Mexicans and Mexican Americans
The census of 1850 reported that the state of Illinois had 50 Mexican residents. In 1900, the census showed that there were 156 people of Mexican descent in Illinois. This number increased to 672 in 1910, and then it increased drastically to 4,592 in 1920. By 1920, Illinois ranked eighth in the country in terms of the size of its Mexican population.32
The migration into Illinois occurred in three distinct phases. The first phase occurred in 1906-1910, and it was associated with the recruitment of Mexicans by the railroad companies already employing Mexicans in the Southwest. The second phase occurred in 1916-1919, and it was based on employer demands during World War I and labor shortage (as a result of immigration restrictions from Europe); several railroad companies brought hundreds of Mexicans to the Near West Side of Chicago in 1916. The third phase came about during the postwar industrial depression era: stockyard districts began to appear in Chicago, and employers looking to break the packinghouse workers strike of 1921-1922, sought out Mexicans.33 Prior to the 1900s, a small number of Mexicans and other Latinos had come to Chicago looking for work wherever they could find it. Many did migrant work, whereas others went into the art and entertainment fields.34 Mexican migrant workers were employed by the railroads in Chicago at least as early as 1907.35 A small number of those initial laborers settled in the area, but soon they would be joined by a larger wave of Latino migrants.

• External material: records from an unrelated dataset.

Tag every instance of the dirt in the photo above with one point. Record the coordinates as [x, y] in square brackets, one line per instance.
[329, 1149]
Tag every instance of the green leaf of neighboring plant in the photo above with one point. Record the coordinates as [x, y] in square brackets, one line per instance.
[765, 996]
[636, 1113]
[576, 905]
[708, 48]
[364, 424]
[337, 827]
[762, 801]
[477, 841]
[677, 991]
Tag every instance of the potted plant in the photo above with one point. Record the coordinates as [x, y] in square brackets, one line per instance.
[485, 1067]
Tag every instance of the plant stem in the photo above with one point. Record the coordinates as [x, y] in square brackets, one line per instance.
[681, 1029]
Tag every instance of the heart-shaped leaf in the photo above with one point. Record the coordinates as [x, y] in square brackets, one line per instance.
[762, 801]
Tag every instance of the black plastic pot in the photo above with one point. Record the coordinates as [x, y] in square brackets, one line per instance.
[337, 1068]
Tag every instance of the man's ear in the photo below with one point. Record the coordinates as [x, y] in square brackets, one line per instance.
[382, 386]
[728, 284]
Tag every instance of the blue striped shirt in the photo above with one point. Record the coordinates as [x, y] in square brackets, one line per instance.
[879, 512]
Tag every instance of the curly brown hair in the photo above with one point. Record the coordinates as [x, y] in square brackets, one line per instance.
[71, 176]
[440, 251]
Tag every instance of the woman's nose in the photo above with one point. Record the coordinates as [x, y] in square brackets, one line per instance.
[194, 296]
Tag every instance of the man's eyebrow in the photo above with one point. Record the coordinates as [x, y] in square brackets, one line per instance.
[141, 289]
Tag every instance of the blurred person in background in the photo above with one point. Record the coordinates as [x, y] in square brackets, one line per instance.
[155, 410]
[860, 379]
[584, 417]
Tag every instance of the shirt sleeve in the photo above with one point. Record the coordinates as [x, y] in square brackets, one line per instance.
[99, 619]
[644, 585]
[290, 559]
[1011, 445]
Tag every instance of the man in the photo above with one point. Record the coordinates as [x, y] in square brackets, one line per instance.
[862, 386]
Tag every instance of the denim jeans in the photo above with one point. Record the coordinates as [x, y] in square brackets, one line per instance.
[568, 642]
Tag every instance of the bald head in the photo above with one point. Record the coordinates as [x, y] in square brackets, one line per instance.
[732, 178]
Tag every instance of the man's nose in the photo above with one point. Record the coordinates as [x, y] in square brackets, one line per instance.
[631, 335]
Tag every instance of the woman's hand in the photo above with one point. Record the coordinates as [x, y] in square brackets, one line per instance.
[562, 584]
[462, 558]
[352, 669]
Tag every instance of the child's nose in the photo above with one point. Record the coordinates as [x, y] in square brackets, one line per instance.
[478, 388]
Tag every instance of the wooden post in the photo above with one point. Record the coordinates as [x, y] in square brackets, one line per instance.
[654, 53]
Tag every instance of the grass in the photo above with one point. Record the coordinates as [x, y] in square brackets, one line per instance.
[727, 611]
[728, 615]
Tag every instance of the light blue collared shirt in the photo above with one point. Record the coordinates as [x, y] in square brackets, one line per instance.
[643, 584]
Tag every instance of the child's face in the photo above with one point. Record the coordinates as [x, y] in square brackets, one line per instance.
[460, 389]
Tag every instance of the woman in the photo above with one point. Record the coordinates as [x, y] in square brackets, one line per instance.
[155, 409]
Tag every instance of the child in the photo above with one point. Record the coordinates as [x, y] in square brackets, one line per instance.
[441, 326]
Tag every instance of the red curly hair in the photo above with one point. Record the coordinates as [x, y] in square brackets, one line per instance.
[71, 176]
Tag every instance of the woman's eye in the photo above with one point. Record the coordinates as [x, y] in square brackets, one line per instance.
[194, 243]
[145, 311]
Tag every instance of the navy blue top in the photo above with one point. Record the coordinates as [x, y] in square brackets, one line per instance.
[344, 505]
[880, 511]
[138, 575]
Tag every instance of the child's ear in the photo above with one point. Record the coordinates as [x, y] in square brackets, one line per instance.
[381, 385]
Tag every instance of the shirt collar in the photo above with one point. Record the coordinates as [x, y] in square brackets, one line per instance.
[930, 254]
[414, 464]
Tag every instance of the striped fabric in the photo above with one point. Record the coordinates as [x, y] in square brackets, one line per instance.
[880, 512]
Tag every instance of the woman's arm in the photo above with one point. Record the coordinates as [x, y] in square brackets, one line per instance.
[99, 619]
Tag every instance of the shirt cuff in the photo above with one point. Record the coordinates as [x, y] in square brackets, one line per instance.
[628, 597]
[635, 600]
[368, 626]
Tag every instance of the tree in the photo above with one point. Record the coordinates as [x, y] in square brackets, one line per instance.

In 1914 the U.S. Army comprised 98,000 men, and President Woodrow Wilson increased the number of the Army troops to 140,000, likely in anticipation of the mounting tensions overseas. The United States entered the war in 1917, and all males between the ages of 21 and 30 were required to register for military service. By 1918 almost 24 million men had registered, and 4 million of those registrants were drafted into service.36
An unprecedented opportunity arose for migrants as they were hired to replace workers serving as soldiers in World War I. Mexicans were the first group to arrive in the Midwest, more specifically in Chicago. The earliest new migrants were single young men who rapidly settled near their places of employment in close-knit groups. Industries that recruited the young men included the South Chicago steel mills, the meatpacking companies close to the Back of the Yards and the Near West Side, and the budding railroad system close to the Hull House area.37
Between 1912 and 1928, the ethnic composition of the workforce in various industries in Chicago changed drastically. Mexicans had gone from 0 percent of the steel industry’s workforce in 1912 to 9.4 percent of workers in 1928. The packinghouses experienced the same growth.38 Out of this labor shift came the colo-nias (communities), which were already commonplace in California, Texas, New Mexico, and Arizona.39 One of the first Mexican-based colonias in Illinois was in South Chicago. Thereafter, many Mexicans and other Latinos began to form communities in proximity to their employment.